E. O. Wilson is a naturalist, so the way living things came to be, how they operate, what they think and feel, and where they are headed is of particular importance to him. These are the bright parts of this book; his love of the natural world and the intricacies of the ever running earth inspire him, and Mother Nature’s endless forging of diversity and wellspring of creativity is Wilson’s rapture. Several chapters hearken back to other books authored by him, such as Half-Earth and many from what could be called his ‘ant days’, often co-authored with Bert Hölldobler. E. O. Wilson is in the twilit years, so his memories of the past he looks back on fondly. Wilson’s age might have something to do with the fragmented feeling of this book – but I don’t think so. In fact, I think his age is more a strength, and lends much to an otherwise empty read. Authors and writers who are on the way out have a particular taste in their writing that I’ve never been able to wholly put a name to. It’s a sense of settlement in their opinions. Conviction? It seems a bit stronger than the word I’m looking for. E. O. Wilson is a brilliant man who has lived a life with much wonder and discovery; he is a seeker, in heart and mind, and his journey has taken him far and wide and through all this he has developed his Truth. And we should pay attention. E. O. Wilson has made his decisions, knows what path he would suggest we take. This is the saving grace of the book, and makes it worth reading.

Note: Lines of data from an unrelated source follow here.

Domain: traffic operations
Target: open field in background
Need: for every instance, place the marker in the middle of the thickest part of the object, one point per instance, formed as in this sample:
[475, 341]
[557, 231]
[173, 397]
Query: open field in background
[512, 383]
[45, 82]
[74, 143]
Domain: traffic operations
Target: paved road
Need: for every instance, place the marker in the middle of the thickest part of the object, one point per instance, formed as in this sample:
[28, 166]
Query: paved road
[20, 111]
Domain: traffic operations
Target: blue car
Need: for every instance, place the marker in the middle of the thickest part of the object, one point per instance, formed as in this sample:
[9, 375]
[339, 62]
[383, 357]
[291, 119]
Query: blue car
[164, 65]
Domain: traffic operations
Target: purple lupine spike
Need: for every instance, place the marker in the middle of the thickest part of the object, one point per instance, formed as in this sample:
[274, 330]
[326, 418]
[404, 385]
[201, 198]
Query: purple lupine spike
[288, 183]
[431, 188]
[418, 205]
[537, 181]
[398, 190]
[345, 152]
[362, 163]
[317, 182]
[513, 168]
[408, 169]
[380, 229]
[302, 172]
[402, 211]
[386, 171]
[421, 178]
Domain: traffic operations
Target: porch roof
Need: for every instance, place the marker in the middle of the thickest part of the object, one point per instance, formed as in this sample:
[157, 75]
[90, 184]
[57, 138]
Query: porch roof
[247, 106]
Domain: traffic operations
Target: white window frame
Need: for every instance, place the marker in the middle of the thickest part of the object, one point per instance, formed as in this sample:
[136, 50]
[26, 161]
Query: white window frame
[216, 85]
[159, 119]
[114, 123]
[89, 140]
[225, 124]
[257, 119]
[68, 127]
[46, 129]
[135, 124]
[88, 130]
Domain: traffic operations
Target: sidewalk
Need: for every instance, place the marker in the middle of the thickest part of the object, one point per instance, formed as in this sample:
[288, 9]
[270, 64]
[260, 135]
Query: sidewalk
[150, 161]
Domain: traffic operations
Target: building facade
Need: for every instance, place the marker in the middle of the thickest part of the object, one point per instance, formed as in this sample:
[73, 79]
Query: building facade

I debated long and hard how to rate this book, and in the end I’m giving it a good review. I disagreed with a good much of his presentation; it left me frustrated. But long after I closed The Origins of Creativity, I kept thinking about it. This alone is enough of a reason to give the book a decent rating, for a book that makes you think – even if it gets you thinking in the opposite direction – is a good book. (Most the time anyway.) The research is sound, and Edward O. Wilson’s accolades speak for themselves, and if they don’t impress for whatever reason, E. O. Wilson is still a damn good writer.
At the end, E. O. Wilson chooses someone else’s words to send us off. I would like to do the same, with words from Buckminster Fuller regarding to what I believe E. O. Wilson is trying to say.
“We are going to have to find ways of organizing ourselves cooperatively, sanely, scientifically, harmonically, and in regenerative spontaneity with the rest of humanity around Earth. […] We are not going to be able to operate our Spaceship Earth successfully much longer unless we see it as a whole spaceship and our fate as common. It has to be everybody or nobody.”
Buckminster Fuller, from Operating Manual for Spaceship Earth

Three out of five stars for The Origins of Creativity, and also, that I hope Edward O. Wilson has one more book in him. (Would it be selfish of me to ask for two?)